A precondition hidden in the second outcome is that the “unconnected” content surfaced to users must be relevant and interesting: surfacing random or insipid content to users may actual reduce time spent on site.
And classifying video content for relevancy is substantially more challenging than classifying text or static image content for relevancy. To that end, Facebook has announced that it requires 5x more GPU capacity in its proprietary data centers in order to parse video content into inputs to its recommendation models. Classifying text-based content is trivially straightforward. Parsing signals from video files is computationally much more expensive. Per the memo, Meta sees the creation and sharpening of this classification and recommendation system as one of the three primary pillars of its new operating strategy (“Build world class recommendations technology”).
It is from this pillar that the commercial consequence of this new strategy takes shape. There are only four means by which advertising revenue can be grown for a platform:
- Increase “ad load,” or the ratio of ads shown to each user per session relative to organic content;
- Increase reach, or the number of users that engage with a product and thus are exposed to ads;
- Increase the value generated by ads through higher-quality formats or better targeting, which improves the general price paid for ad inventory through increased bids from advertisers in the ad auction;
- Increase time spent on site, which provides more opportunities for ads to be served.
As I point out in Four risks that could slow Facebook down, published in 2016, Meta (then Facebook) succeeded in growing advertising revenue in an earlier era through a concerted effort to increase ad load, improve the relevancy of ads, and grow the reach of the News Feed. And in this article from 2017, I outline the impact of Meta’s improved ads targeting products on its revenue. The introduction of its App Event Optimization (AEO) and Value Optimization (VO) bid strategies, which I examine on QuantMar, allowed Meta to grow ARPU in the US & Canada region by between 50% and 100% relative to other regions which wouldn’t have benefited from those targeting capabilities.

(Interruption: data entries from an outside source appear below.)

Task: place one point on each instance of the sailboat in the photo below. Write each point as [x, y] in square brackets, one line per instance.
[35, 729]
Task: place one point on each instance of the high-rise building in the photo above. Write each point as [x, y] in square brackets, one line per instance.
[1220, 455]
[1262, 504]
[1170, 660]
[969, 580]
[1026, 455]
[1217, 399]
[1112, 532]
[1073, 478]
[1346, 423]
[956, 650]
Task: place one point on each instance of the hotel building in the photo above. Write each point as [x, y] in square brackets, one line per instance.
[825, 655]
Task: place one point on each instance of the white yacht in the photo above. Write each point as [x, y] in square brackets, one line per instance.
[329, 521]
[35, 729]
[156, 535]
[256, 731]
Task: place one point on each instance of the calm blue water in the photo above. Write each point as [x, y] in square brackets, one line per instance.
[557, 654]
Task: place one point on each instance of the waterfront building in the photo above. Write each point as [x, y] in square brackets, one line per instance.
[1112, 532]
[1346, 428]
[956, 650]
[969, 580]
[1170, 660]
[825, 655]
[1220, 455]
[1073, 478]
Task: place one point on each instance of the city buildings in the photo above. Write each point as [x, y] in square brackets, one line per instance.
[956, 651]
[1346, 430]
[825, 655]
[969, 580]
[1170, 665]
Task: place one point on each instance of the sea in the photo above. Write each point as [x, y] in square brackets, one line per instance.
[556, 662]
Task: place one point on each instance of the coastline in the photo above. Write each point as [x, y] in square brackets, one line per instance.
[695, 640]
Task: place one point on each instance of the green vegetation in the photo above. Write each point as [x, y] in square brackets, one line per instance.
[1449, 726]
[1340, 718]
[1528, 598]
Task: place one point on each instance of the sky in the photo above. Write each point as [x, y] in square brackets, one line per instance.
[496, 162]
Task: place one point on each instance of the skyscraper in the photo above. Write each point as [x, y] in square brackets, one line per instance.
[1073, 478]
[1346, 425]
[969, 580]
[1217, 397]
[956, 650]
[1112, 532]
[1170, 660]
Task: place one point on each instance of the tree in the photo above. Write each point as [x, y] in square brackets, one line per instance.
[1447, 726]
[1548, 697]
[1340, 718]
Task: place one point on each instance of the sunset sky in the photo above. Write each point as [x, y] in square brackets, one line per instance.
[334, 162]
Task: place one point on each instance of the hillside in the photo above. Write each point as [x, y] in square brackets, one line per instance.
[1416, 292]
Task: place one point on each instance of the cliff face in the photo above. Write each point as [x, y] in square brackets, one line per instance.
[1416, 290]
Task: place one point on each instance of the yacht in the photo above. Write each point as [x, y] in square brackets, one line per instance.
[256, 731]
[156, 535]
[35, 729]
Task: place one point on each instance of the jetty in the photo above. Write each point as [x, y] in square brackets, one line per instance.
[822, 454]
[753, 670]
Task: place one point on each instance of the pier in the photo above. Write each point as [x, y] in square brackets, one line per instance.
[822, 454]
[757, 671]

But those targeting capabilities have been neutralized on iOS by Apple’s App Tracking Transparency (ATT) privacy policy, for reasons that I describe in this article. And at nearly 3.64BN MAU across its family of apps, Meta can’t expect to grow its reach meaningfully, especially in high-ARPU regions where it has mostly encountered saturation. Finally, increasing ad load is fraught: increasing the incidence of advertising can have an adverse impact on session lengths and retention, potentially negating the revenue impact of increased ads exposure.
This leaves tactic #4 from the above list as the last remaining option for increasing advertising revenue. And this is the purpose that the open graph is designed to serve: if user base reach, ad load, and the value of ads served across Meta’s products can’t be improved, then the only pathway to revenue growth is through increased time spent on site. The Reels product could possibly ignite growth in high-ARPU regions by arresting TikTok’s expansion and plundering some of its users, but given the existing scale of Facebook and Instagram, the potential opportunity captured in that seems small.
Meta’s goal with the open graph — and in prioritizing short-form video, which is generally more engaging and entrancing than short-form text-based content — is to expand the pool of content available to be exposed to each user. And with more content available to be shown to a given user, Meta benefits from more opportunities to score relevance and personalize the experience to that user: the user is exposed to the best and most relevant content from a larger pool of possibilities.